We made an assumption that -100 dBm or higher RSCP was required for good coverage and interference should not generate EcNo levels greater than -14 dB. With these assumptions in place, it was easy to evaluate which of the failed multi-RAB calls dropped due to radio conditions and which must have had other root causes.
The next level of analysis brought us to a scatter plot of EcNO vs. RSCP:
So that we could get the executive management team to see things as we saw them, we opted to simplify this visual by drawing a pie chart from scatter plot data. We arrived at the view in Figure 7, which shows that most of the drops occurred despite very good RF conditions.
Narrowing the Path to the Root Cause
We had eliminated handsets and RF conditions as major contributors, so we went deeper into the dropped calls report and found the following trends:
- 50% of the drops were not caused by the phone, but by network elements. We found a 50/50 distribution between NodeB and RNC issues along with multiple types of issues. One example is shown in figure 8 where the multi-RAB call dropped after one of the involved NodeBs was unable to perform the preparation of a serving HSDPA cell change (“HSDPA Handover”) due to an issue in its state machine. After 5 tries the RNC dropped the call.
- Figure 9 shows another contributor to the Multi-RAB drop problem. Activation of compressed mode in the NodeB lead to a NBAP radio link failure resulting in a lost connection with the UE. We doubted that a radio link failure had occurred, because we saw that UL speech frames with good quality were received on the user plane. Even if there had been an issue with the Compressed Mode activation procedure there was no need for the RNC to drop the call.
- Next we found that only 20% of the calls dropped due to radio conditions that could be optimized, so we had to look further.
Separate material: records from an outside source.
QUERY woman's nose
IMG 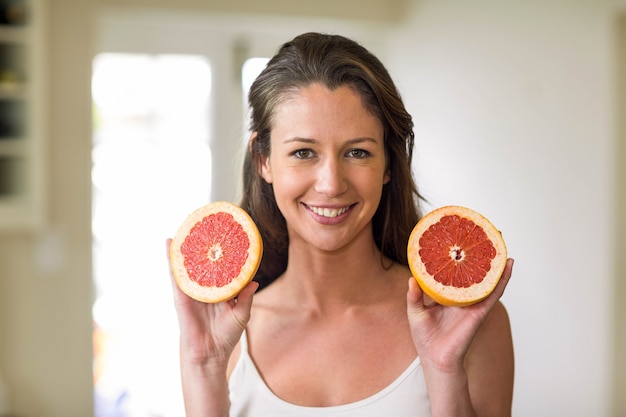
[315,159,348,197]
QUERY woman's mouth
[307,206,350,218]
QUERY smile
[308,206,350,218]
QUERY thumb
[234,281,259,326]
[406,277,436,323]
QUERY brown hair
[241,33,421,286]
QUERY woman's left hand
[407,259,513,372]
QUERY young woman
[167,33,514,417]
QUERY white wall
[388,0,614,417]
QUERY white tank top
[229,332,430,417]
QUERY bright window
[92,53,211,417]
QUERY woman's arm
[407,260,513,417]
[167,239,258,417]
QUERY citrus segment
[407,206,507,306]
[170,201,263,303]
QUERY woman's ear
[248,132,273,184]
[383,170,391,185]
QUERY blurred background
[0,0,626,417]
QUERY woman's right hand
[166,239,258,369]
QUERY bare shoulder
[465,302,515,416]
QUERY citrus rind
[170,201,263,303]
[407,206,507,307]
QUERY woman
[167,33,514,417]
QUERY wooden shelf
[0,0,45,232]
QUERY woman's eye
[292,149,313,159]
[348,149,370,159]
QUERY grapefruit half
[407,206,507,307]
[170,201,263,303]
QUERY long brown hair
[241,33,421,286]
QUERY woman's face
[260,84,389,251]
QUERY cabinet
[0,0,44,232]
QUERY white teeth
[310,207,349,217]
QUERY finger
[493,258,515,298]
[406,277,424,304]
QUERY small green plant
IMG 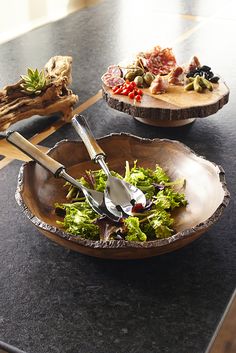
[21,68,47,95]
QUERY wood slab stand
[102,81,229,127]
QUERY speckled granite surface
[0,1,236,353]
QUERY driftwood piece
[0,56,78,131]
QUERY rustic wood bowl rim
[15,132,230,249]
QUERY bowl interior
[21,134,225,238]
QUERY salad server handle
[6,131,65,177]
[72,114,105,162]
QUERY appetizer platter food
[16,133,229,259]
[101,46,229,127]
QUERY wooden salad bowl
[16,133,230,259]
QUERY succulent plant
[21,68,47,95]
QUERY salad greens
[55,161,187,242]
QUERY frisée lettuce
[55,161,187,242]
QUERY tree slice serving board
[102,81,229,127]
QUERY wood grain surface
[103,81,229,126]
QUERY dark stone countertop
[0,0,236,353]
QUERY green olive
[125,70,135,81]
[184,82,193,91]
[134,76,143,87]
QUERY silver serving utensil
[6,131,120,222]
[72,115,146,217]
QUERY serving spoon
[6,131,121,222]
[72,114,146,217]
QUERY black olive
[200,65,211,72]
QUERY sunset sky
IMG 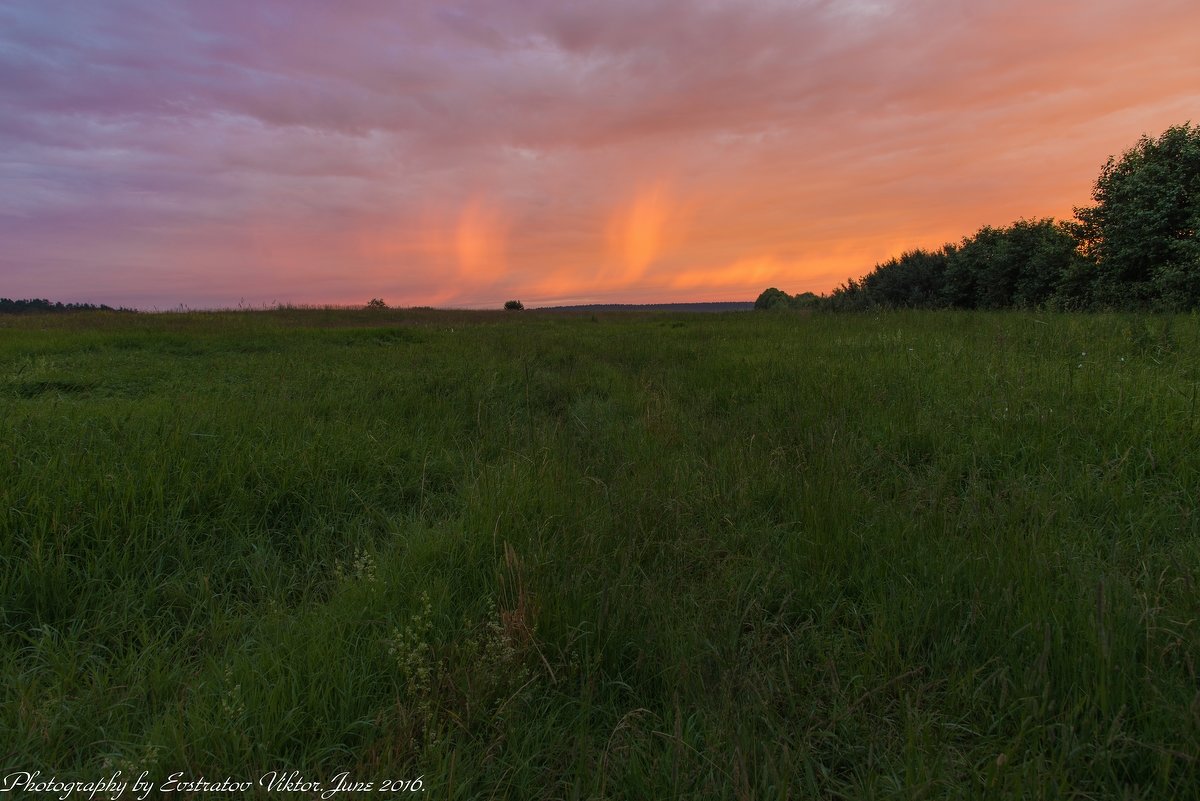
[0,0,1200,308]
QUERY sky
[0,0,1200,308]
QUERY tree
[754,287,792,312]
[1074,122,1200,308]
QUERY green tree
[1074,122,1200,308]
[754,287,792,311]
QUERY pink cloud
[0,0,1200,307]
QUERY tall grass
[0,309,1200,799]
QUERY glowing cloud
[608,183,679,283]
[455,198,508,284]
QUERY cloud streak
[0,0,1200,307]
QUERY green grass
[0,309,1200,799]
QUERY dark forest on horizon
[755,122,1200,312]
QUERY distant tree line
[0,297,133,314]
[755,124,1200,311]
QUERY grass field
[0,311,1200,799]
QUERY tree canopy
[755,124,1200,311]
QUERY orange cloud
[608,182,680,284]
[454,198,509,285]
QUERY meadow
[0,309,1200,799]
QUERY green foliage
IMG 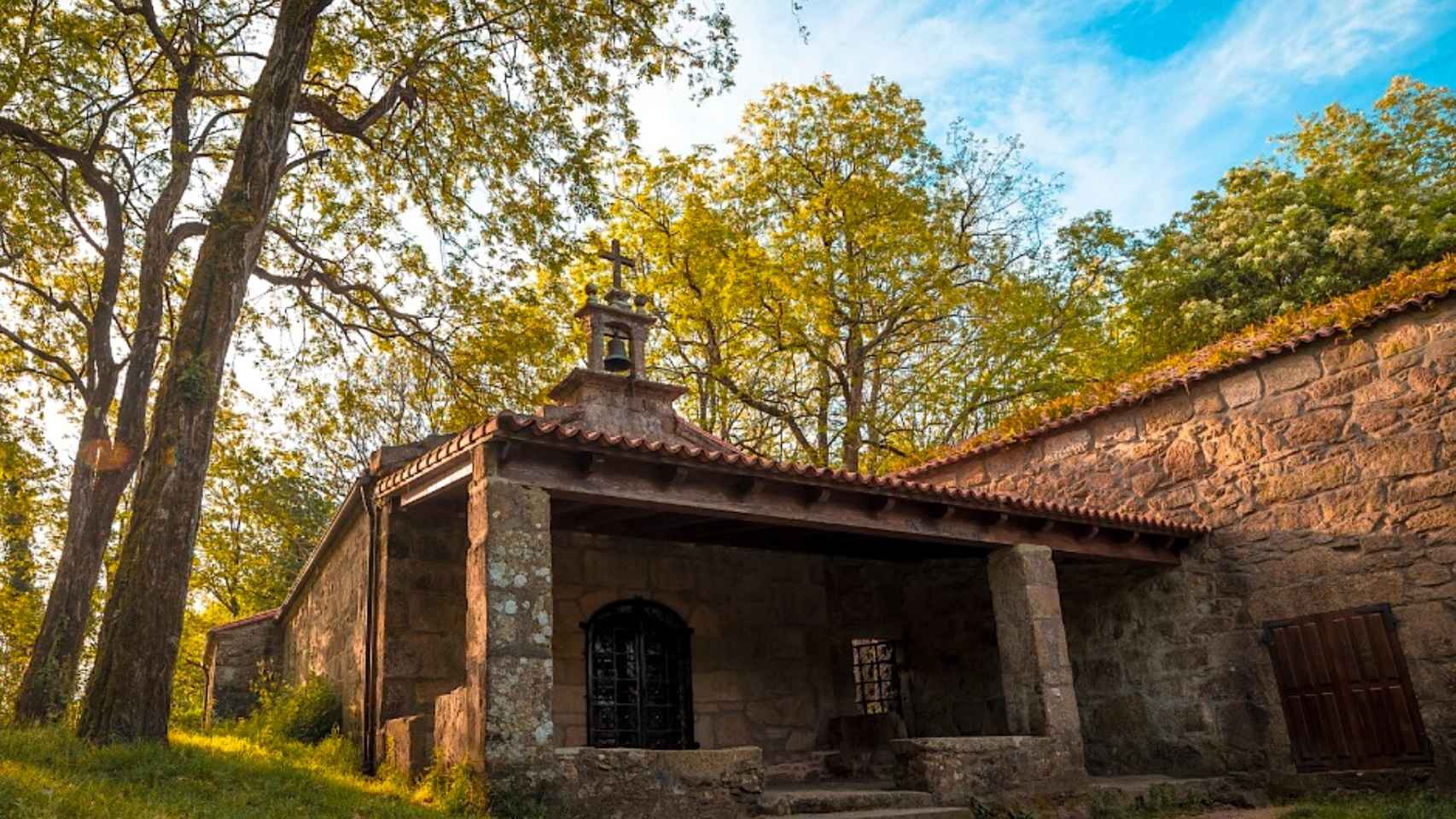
[1121,77,1456,363]
[242,673,344,745]
[594,77,1097,471]
[419,761,489,816]
[0,401,57,720]
[1284,792,1456,819]
[920,256,1456,465]
[0,728,446,819]
[192,409,331,619]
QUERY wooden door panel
[1264,605,1431,771]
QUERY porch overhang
[380,413,1206,565]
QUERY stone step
[785,807,976,819]
[759,782,953,816]
[763,751,835,786]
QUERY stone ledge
[889,735,1086,806]
[555,747,763,819]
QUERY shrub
[249,677,344,745]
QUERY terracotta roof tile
[891,266,1456,479]
[483,412,1208,537]
[207,608,280,634]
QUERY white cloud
[637,0,1440,227]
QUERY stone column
[990,544,1085,772]
[464,450,552,770]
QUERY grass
[0,729,447,819]
[1283,792,1456,819]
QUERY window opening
[850,640,900,714]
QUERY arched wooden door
[584,600,696,749]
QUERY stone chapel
[206,253,1456,819]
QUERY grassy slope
[1283,793,1456,819]
[0,729,444,819]
[0,729,1456,819]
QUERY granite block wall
[924,299,1456,777]
[552,532,1006,764]
[281,511,369,738]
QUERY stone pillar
[990,544,1085,772]
[463,448,552,770]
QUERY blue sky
[637,0,1456,227]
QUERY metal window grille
[584,600,696,749]
[850,640,900,714]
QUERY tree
[172,401,331,724]
[1121,77,1456,363]
[612,77,1086,471]
[275,275,579,486]
[0,404,54,708]
[41,0,736,742]
[192,410,330,619]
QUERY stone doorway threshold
[757,780,973,819]
[1086,774,1280,819]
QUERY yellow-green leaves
[599,77,1073,471]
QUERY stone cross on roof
[597,239,637,303]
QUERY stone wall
[556,747,763,819]
[202,615,278,724]
[379,503,470,722]
[829,555,1006,736]
[282,511,369,738]
[552,532,1005,762]
[924,301,1456,774]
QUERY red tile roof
[207,608,280,634]
[891,266,1456,479]
[379,412,1208,537]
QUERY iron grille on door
[584,600,696,749]
[850,640,900,714]
[1264,604,1431,771]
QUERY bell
[602,336,632,373]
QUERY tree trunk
[15,61,196,724]
[77,0,328,742]
[15,410,137,724]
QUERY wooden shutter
[1264,604,1431,771]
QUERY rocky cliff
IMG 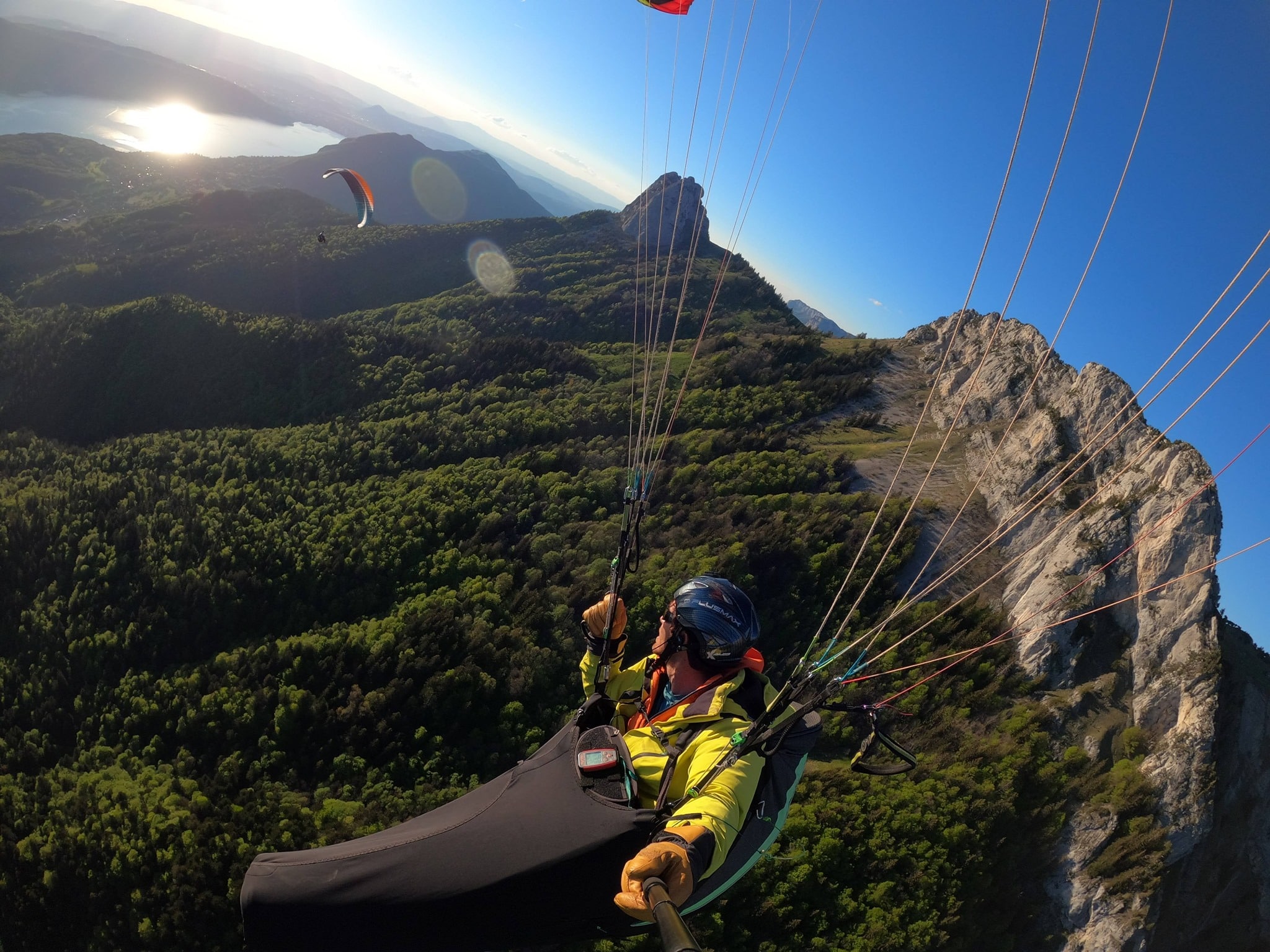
[853,312,1270,952]
[617,171,710,254]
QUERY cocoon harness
[240,694,820,952]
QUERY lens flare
[468,239,515,294]
[109,103,211,152]
[411,159,468,222]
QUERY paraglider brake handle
[820,705,917,777]
[644,876,701,952]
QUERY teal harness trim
[681,754,808,915]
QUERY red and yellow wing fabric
[321,169,375,229]
[639,0,692,17]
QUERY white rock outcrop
[617,171,710,255]
[889,312,1222,952]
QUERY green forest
[0,134,1165,952]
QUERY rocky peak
[617,171,710,254]
[859,311,1270,952]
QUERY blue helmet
[674,575,758,666]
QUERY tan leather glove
[582,593,626,641]
[613,843,692,923]
[582,594,626,664]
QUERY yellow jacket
[580,651,776,876]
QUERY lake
[0,95,343,156]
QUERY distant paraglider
[321,169,375,229]
[639,0,692,17]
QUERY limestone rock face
[861,311,1250,952]
[617,171,710,254]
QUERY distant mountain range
[0,132,550,229]
[0,19,295,126]
[0,0,621,216]
[280,132,550,224]
[788,298,859,338]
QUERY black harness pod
[240,695,820,952]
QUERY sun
[108,103,211,154]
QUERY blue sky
[117,0,1270,645]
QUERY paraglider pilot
[580,575,776,920]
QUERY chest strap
[652,725,709,814]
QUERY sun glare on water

- Ultimately we found that the chief contributor was that the UE did not increase UL Tx Power after Spreading Factor Reconfigurations or Active Set Update Radio Link Addition Procedures. The typical radio chart for this issue is shown in the figure 10 below:
Our conclusion lead us to the equipment manufacturer of the RAN equipment as it was not instructing the mobiles to increase transmit power. We were able to provide all the proof necessary to get the manufacturer to own the issue and commit to a fix.
We set out to solve this problem with a top down type of approach. We started with the symptoms and sifted our way through the data until we found potential causes. We used an experienced set of RF engineers along with our Tekcomms toolset to examine the data. This combination of expertise and tools allowed us to narrow our path to the root cause.